SAIPAN, Northern MARIANA ISLANDS (November 16, 1998 - Marianas Variety)---To prevent the mass lay-off of its employees, the cash-strapped government may have to borrow money from international banks or even float bonds, according to the chair of the House Committee on Ways and Means.

Rep. Karl T. Reyes (R-Prec. 1, Saipan) told reporters Friday that the "across-the-board" budget cuts that will be applied on all government agencies -- with the probable exception of the Departments of Public Health, Public Safety and the Public School System -- could total at least 24 percent per agency.

Reyes was reacting to the administration's recent announcement that, due to the continuing decline in revenues, the $249 million budget for the current fiscal year will have to be slashed by $32.5 million.

House Speaker Diego T. Benavente (R-Prec. 2, Saipan), in a separate interview Friday, said he will urge House members to cooperate with the administration's austerity program and curtail off-island travel to "a bare minimum."

The speaker said he will ask members to delay any new purchases and control expenditures to a minimum.

"We're in real cash-flow crisis now and I think we have to find ways of managing with it," he said. But a new round of steep budget cuts may be too hefty to manage, according to Reyes.

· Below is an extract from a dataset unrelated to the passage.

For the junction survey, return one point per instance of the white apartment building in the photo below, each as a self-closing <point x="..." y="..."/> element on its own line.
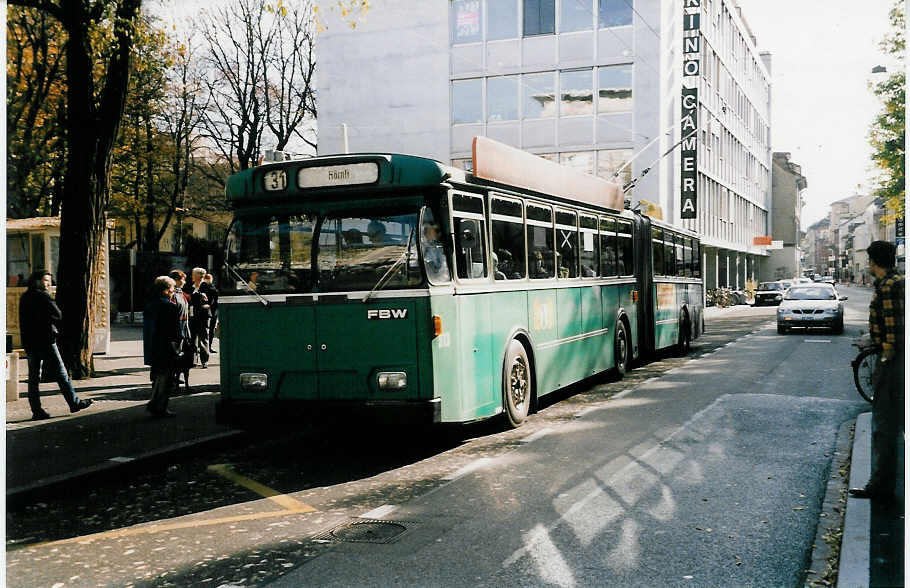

"I don't think it's feasible for some agencies to sustain the reduction of almost a quarter of their budget," Reyes said. "The lawyers in the Attorney General's Office will probably run away. I don't know whether the Departments of Commerce and Lands and Natural Resources could cope."

He added, "We may have to ask (Gov. Pedro P. Tenorio) to seek outside financing."

Reyes said such U.S. cities as Sacramento and Pittsburgh have floated bonds for its financial needs.

Some bonds could be paid in 30 years, he said.

"There's nothing new with the concept."

Reyes said he may propose floating a $300 million bond, which could pay the government's unfunded liability of the same amount to the Retirement Fund (RF).

"Out of this total, RF could invest $200 million, and make available $100 million -- on top of $50 million from local banks -- as housing loans to RF members or to match federal CIP funds," Reyes said.

"Then there will be a lot of construction activities, and the multiplier effects will certainly result in an increase in revenues."

Reyes added, however, that his proposal should be carefully studied.

He said it's a "last resort" measure for a government facing the prospect of laying-off a significant number of its employees.

The CNMI government is the largest employer of locals.

"If we lay-off people the multiplier effect on the economy would be very bad," Reyes said. "It's better to borrow money."